In concluding that the trial court should have granted Western’s motion for a directed verdict, the court relied on its previous decisions in Humble Oil and Refining Co. v. Pittman, 49 So. 2d 408 (Miss. 1950), and Kramer Service, Inc. v. Wilkins, 186 So. 625 (Miss. 1939), and observed:
The language of the court in the Pittman case deserves our attention. In that case it was said:
Against this expert testimony there is left only the circumstance that soon after the charges were fired some disturbance of the well appeared. This may of course have had a causal connection with the explosions. There is plausible ground for lay witnesses so to suspect. Yet verdicts may not rest upon suspicion or conjecture. In its last analysis the circumstantial evidence adduced to support the verdict is the theory post hoc ergo propter hoc. This basis has never of itself been held substantial enough upon which to erect proximate causation. (Citing Kramer Service Co. v. Wilkins, 184 Miss. 483, 186 So. 625, 627 (1939).)
The Pittman case relied upon the Wilkins case, in which the court, speaking through Justice Griffith, said:
There is one heresy in the judicial forum which appears to be Hydra-headed, and although cut off again and again, has the characteristic of an endless removal. That heresy is that proof that a past event possibly happened, or that a certain result was possibly caused by a past event, is sufficient in probative force to take the question to a jury. Such was never the law in this state, and we are in accord with almost all of the other common-law states. . . . “Post hoc ergo propter hoc” is not sound as evidence or argument. Nor is it sufficient for a plaintiff seeking recovery for alleged negligence by an employer towards an employee to show a possibility that the injury complained of was caused by negligence. Possibilities will not sustain a verdict. It must have a better foundation.
This terse and expressive language had no such limited application as that it governed only in employer and employee cases, but is to be paraphrased as follows: It is not enough that negligence of one person and injury to another coexisted, but the injury must have been caused by the negligence. Post hoc ergo propter hoc is not sound as evidence or argument. Nor is it sufficient for a plaintiff, seeking recovery for alleged negligence by another toward the plaintiff, to show a possibility that the injury complained of was caused by negligence. Possibilities will not sustain a verdict. It must have a better foundation. (184 Miss, at 496, 497, 186 So. at 627.)
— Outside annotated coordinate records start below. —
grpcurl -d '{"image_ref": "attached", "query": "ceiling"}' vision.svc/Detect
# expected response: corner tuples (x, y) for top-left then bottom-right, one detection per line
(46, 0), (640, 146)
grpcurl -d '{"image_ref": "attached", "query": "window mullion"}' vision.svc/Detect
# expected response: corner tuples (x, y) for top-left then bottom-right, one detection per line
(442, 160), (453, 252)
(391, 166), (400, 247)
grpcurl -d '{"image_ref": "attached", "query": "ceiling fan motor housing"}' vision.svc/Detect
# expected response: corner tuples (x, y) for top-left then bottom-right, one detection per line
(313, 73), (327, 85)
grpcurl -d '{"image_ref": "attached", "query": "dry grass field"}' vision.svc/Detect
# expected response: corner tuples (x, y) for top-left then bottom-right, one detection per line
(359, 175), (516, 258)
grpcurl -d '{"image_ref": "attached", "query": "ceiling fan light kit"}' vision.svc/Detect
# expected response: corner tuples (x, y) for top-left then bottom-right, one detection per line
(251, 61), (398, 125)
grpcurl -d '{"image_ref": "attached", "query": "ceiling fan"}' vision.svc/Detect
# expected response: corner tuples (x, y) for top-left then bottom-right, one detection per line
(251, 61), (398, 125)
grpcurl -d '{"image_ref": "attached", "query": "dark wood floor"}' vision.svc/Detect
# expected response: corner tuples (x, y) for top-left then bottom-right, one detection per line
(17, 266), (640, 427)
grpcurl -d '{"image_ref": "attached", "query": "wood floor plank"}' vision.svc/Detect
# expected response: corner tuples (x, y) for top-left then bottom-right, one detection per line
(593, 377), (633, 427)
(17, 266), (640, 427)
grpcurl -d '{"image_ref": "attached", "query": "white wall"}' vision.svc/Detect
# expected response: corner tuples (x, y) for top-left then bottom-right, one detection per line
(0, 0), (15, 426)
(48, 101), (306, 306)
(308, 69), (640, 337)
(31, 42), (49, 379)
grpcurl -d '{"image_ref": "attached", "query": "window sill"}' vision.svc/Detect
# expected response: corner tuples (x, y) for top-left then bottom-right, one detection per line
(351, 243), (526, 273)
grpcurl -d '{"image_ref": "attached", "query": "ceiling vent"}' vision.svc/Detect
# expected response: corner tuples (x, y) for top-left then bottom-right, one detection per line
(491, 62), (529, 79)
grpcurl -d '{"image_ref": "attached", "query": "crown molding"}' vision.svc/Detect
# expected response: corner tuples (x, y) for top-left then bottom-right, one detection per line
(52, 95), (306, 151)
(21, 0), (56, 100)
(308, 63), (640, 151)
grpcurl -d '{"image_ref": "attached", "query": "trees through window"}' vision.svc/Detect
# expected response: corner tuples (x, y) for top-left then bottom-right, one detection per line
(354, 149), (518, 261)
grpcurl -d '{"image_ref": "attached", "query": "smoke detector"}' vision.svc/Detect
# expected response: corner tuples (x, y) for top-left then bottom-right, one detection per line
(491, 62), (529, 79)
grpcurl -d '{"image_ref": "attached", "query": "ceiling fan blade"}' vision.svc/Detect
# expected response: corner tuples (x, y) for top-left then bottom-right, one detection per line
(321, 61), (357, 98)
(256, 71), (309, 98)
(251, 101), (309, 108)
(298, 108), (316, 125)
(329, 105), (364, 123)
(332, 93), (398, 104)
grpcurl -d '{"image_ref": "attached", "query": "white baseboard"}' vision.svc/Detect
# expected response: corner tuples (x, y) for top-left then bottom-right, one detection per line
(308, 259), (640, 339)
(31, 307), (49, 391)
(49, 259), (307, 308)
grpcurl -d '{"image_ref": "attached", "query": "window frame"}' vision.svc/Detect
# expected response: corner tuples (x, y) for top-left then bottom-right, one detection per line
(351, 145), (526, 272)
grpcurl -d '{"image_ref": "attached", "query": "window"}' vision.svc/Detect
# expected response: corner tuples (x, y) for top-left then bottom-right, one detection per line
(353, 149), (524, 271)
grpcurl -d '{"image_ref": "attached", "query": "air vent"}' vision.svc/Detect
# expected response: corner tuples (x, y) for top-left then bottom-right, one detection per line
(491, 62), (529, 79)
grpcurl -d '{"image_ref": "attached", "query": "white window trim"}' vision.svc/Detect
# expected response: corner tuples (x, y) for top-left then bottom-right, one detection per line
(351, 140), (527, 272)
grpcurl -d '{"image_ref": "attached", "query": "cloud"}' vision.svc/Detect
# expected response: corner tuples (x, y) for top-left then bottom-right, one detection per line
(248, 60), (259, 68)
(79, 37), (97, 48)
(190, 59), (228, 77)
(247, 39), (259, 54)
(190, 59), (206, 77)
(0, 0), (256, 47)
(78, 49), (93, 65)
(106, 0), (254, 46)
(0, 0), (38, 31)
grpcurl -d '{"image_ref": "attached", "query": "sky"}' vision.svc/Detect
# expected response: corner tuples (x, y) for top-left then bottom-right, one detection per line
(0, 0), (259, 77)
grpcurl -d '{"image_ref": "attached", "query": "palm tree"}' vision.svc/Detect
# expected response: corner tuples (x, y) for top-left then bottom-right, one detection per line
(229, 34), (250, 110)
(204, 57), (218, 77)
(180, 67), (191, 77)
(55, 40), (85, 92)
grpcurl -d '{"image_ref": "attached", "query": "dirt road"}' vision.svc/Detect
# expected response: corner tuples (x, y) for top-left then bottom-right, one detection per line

Martin, 174 So. 2d at 714-15.
We find the Mississippi Court’s analysis in Martin and the precedents upon which Martin relies to be persuasive.
Proximate causation is an essential element for a cause of action in negligence. Clark v. Ridgeway, 323 Ark. 378, 914 S.W.2d 745 (1996). When a party cannot present proof on an essential element of his claim, the moving party is entitled to summary judgment as a matter of law. Sanders v. Banks, 309 Ark. 375, 830 S.W.2d 861 (1992). See also Bushong v. Garman Co., 311 Ark. 228, 843 S.W.2d 807 (1992). Although proximate causation is usually a question of fact for a jury, where reasonable minds cannot differ a question of law is presented for determination by the court. Cragar v. Jones, 280 Ark. 549, 660 S.W.2d 168 (1983). Appellants presented no evidence upon which fair-minded people could have concluded without speculation that the drilling of the gas well had any effect on their water well. Proximate causation cannot be based on mere coincidence. Therefore, we cannot say that the trial court erred in granting appellee’s motion for summary judgment. See, e.g., Caplener v. Bluebonnet Milling Co., 322 Ark. 751, 911 S.W.2d 586 (1995) (summary judgment affirmed where plaintiff failed to offer proof that the defendant’s feed caused the death of plaintiff’s ostriches); Continental Geophys. v. Adair, 243 Ark. 589, 420 S.W.2d 836 (1967) (holding that motion for a directed verdict should have been granted when no evidence was presented to show that the defendant’s seismographic detonations caused the damage to plaintiffs’ water wells).
Affirmed.
Pittman, Griffen, and Meads, JJ., agree. Stroud and Crabtree, JJ., dissent.We certified this case to the supreme court as one presenting a question in the law of torts. Ark. Sup. Ct R. l-2(a)(15). However, the court returned the case to us for decision.